A woman is set to undergo “life-changing” treatment in the hope of putting her MS on hold for good.
Mum Aimee Ross, 32, completed a night-time ascent of Ben Nevis – the UK’s tallest peak – to raise money for the Multiple Sclerosis Society (MSS).
The NHS addiction support worker has relapsing MS, a condition which causes the immune system to mistakenly attack the brain or spinal cord.
This time last year, the condition had left her unable to walk – but thanks to a revolutionary new treatment she was able to climb the mountain unaided.
In all, Aimee, sister Adrienne Dale, who lives in Dundee’s West End, and stepdad Brian Dale raised just over £1,000 between them – contributing to a £25,000 pot raised for MSS by 38 walkers on the unlit, eight-hour trek.
Aimee said: “I kept saying to Adrienne beforehand that I didn’t think I could do it. But when I started the night walk, the adrenalin kicked in.
“At first, with everyone gathered together with head-torches on, it was quite bright but as we all split into little groups it got very dark, very quickly.
“The weather got quite bad towards the summit and we were in the clouds, so we couldn’t see a thing.
“It was amazing getting to the summit but we didn’t stay for long because of the cold.”
Aimee was diagnosed with MS three years ago after losing her sight in one eye for about six weeks.

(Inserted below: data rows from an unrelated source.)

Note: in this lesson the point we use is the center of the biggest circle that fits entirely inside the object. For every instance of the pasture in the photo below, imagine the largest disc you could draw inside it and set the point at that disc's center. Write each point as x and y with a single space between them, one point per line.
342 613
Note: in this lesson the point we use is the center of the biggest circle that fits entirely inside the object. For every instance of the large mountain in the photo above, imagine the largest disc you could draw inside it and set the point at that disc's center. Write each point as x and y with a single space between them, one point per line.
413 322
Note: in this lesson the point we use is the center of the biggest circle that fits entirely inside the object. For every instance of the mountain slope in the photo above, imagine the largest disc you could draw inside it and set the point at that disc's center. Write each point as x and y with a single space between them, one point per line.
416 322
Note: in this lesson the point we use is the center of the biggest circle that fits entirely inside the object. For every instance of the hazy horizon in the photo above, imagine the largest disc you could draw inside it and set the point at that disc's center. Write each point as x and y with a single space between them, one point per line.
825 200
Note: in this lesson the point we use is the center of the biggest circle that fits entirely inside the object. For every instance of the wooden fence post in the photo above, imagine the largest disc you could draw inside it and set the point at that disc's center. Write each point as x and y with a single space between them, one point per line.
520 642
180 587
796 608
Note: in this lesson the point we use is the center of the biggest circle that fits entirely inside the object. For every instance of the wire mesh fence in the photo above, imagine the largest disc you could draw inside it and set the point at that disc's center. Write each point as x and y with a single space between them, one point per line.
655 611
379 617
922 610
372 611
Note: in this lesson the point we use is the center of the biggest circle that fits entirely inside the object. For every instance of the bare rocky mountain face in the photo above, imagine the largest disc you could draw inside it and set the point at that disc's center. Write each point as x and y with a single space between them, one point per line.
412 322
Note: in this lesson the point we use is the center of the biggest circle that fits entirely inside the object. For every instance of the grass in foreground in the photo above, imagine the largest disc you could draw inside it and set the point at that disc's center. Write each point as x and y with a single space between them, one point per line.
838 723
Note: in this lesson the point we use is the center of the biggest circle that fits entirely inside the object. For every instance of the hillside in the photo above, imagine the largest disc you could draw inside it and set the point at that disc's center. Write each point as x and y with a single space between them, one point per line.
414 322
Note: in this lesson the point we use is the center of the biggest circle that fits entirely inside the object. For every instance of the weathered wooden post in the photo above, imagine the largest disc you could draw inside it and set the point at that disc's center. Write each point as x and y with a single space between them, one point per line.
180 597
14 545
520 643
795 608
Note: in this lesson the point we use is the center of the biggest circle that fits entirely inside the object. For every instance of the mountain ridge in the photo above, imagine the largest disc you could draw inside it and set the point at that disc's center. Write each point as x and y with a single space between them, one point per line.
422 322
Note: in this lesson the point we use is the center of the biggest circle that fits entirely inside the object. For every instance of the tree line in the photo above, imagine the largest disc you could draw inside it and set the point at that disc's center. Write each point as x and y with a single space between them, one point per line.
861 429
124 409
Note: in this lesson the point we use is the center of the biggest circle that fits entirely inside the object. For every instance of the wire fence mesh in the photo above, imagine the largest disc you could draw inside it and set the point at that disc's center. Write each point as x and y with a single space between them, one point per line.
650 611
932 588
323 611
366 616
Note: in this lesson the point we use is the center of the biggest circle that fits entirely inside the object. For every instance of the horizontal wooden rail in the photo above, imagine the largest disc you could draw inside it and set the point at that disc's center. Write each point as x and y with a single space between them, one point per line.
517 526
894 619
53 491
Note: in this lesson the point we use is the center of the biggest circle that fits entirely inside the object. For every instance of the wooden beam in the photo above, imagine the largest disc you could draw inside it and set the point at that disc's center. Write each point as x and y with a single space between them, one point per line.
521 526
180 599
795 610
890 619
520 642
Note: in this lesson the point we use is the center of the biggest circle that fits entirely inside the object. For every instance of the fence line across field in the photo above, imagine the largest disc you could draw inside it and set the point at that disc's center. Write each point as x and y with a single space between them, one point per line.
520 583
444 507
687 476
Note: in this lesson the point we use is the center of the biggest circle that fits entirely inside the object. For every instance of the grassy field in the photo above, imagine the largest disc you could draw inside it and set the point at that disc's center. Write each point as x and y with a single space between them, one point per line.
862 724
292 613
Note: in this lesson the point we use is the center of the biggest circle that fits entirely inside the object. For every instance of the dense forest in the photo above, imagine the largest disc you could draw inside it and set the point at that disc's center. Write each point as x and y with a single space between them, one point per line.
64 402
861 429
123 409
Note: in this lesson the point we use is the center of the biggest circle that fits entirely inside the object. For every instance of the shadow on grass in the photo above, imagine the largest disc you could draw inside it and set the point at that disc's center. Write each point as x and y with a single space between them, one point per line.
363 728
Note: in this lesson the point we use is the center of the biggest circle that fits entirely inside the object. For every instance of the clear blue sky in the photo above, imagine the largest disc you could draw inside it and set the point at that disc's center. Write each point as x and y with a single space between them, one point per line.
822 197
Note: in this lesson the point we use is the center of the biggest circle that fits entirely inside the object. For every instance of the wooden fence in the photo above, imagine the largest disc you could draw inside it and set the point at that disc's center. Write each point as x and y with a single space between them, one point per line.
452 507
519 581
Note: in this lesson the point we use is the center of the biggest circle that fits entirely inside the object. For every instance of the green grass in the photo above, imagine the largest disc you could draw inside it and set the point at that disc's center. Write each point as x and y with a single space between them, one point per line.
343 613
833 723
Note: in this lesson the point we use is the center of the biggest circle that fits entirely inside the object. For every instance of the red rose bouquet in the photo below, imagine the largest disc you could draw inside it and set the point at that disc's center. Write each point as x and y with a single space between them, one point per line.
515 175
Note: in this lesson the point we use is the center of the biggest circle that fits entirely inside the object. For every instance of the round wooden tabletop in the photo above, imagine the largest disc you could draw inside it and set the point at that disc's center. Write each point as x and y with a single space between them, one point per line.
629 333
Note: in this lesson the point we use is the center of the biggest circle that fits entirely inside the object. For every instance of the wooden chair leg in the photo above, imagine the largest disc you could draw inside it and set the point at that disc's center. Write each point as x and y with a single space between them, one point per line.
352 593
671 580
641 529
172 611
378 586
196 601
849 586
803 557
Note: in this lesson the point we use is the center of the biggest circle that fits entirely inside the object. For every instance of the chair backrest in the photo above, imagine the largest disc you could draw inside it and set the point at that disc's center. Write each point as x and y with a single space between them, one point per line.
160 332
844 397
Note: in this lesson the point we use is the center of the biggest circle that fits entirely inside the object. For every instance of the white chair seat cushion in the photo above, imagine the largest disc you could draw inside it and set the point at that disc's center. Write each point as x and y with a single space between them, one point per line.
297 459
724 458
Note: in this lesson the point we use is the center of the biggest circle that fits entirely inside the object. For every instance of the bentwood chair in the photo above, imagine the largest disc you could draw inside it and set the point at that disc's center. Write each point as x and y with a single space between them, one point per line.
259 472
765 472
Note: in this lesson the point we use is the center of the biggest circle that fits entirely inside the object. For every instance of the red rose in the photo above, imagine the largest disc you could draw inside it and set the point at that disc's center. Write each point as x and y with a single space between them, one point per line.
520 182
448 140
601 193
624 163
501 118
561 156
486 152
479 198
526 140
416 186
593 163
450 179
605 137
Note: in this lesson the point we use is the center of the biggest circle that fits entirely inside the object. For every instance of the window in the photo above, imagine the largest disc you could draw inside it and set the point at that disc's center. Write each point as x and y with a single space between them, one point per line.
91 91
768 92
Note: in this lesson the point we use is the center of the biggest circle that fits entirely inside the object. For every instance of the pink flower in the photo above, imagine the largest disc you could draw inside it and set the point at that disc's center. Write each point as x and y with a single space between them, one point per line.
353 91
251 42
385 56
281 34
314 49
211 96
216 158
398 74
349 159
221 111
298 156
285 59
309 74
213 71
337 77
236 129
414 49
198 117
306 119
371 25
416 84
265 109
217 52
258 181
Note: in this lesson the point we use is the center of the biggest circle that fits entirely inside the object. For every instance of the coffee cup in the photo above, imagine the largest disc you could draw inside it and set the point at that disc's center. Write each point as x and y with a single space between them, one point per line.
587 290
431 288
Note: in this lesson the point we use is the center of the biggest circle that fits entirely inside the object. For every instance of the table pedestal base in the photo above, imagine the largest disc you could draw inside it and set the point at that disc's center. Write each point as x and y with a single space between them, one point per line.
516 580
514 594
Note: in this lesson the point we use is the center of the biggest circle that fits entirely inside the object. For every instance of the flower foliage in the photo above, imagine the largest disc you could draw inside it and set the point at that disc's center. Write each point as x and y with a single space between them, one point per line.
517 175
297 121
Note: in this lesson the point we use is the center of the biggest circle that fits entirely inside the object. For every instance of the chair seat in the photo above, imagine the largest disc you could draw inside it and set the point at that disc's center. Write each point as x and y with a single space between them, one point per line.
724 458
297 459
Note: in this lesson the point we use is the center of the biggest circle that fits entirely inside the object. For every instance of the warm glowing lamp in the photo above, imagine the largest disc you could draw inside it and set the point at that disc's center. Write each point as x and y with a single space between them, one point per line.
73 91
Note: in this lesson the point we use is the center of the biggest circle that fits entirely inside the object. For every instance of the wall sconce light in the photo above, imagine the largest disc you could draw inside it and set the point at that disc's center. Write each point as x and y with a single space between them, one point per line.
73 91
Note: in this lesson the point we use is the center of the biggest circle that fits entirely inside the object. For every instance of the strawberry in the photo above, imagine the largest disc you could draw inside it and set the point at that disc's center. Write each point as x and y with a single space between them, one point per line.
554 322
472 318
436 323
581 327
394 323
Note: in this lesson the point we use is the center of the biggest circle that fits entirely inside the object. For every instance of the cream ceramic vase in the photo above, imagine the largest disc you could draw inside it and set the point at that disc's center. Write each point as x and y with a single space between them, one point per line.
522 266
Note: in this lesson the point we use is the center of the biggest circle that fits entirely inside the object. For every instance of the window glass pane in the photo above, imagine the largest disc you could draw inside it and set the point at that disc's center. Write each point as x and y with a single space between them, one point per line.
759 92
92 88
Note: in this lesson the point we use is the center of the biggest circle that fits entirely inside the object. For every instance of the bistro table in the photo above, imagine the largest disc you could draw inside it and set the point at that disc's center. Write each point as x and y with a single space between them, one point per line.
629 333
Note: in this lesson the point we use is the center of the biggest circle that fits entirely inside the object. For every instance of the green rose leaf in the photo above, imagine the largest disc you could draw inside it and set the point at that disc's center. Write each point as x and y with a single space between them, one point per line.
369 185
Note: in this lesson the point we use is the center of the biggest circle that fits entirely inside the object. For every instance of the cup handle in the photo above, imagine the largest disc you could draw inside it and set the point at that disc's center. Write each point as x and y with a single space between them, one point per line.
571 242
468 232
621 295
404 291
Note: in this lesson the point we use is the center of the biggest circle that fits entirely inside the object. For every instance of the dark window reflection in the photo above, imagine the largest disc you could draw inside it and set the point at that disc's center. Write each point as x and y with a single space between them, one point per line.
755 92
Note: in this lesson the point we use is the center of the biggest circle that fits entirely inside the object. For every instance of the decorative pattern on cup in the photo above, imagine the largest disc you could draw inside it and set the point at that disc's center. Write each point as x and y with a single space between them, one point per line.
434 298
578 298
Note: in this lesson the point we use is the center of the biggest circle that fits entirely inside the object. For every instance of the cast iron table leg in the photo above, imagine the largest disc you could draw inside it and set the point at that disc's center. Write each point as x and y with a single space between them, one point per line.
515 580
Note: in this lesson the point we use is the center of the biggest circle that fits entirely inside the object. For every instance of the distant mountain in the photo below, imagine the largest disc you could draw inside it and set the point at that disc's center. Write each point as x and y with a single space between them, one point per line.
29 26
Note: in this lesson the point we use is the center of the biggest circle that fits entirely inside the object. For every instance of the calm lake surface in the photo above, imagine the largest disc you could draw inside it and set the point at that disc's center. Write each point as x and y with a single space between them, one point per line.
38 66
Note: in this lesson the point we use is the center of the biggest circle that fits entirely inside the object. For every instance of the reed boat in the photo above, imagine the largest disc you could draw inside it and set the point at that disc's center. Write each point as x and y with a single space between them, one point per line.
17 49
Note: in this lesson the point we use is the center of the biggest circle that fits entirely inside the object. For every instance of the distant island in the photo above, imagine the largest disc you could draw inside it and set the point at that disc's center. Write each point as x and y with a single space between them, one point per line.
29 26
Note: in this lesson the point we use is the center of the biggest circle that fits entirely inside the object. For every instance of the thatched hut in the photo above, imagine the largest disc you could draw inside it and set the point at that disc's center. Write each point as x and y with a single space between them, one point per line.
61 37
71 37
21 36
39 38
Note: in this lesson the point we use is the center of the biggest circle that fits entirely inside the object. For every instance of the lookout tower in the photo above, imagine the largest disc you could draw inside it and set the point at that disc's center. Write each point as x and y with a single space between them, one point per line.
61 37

It was the first of a series of symptoms she would come to call “flare-ups”.
Other flare-ups have deprived her of feeling in her face and the sides of her body.
Her worst, this time last year, left her requiring the use of crutches until the feeling in her legs returned.
“When I was diagnosed I just went straight into denial,” she said.
“I thought it was one of those things that just happened to other people.
“It’s really scary not knowing what could come from the next flare-up, or when it will appear.”
However, thanks to the support of her doctors, Aimee was able to secure access to a relatively new treatment not yet available on the NHS in Scotland.
The treatment, a drug called alemtuzumab or Lemtrada, is designed to stop cells from attacking the brain and spinal cord, to cut the likelihood of Aimee’s “flare-ups”.
Research by MSS found relapses were halved compared with using more typical treatments.
She underwent the first of two treatments last year, which involved staying in hospital for five days to have the drug administered via a drip feed.
Her next treatment, which is next week, should be her last, allowing her to get on with life at home in Kennoway, Fife.
Aimee added: “Since I got the first treatment I haven’t had a single flare-up.
“It has been life-changing, especially because I work full-time and have a son, Samuel, 5.
“I feel so good now so I thought it was only right to do something to support the MS Society.
“It’s only through all the research they do that drugs like this exist.
“Last year I couldn’t walk – and now I’ve climbed Ben Nevis.”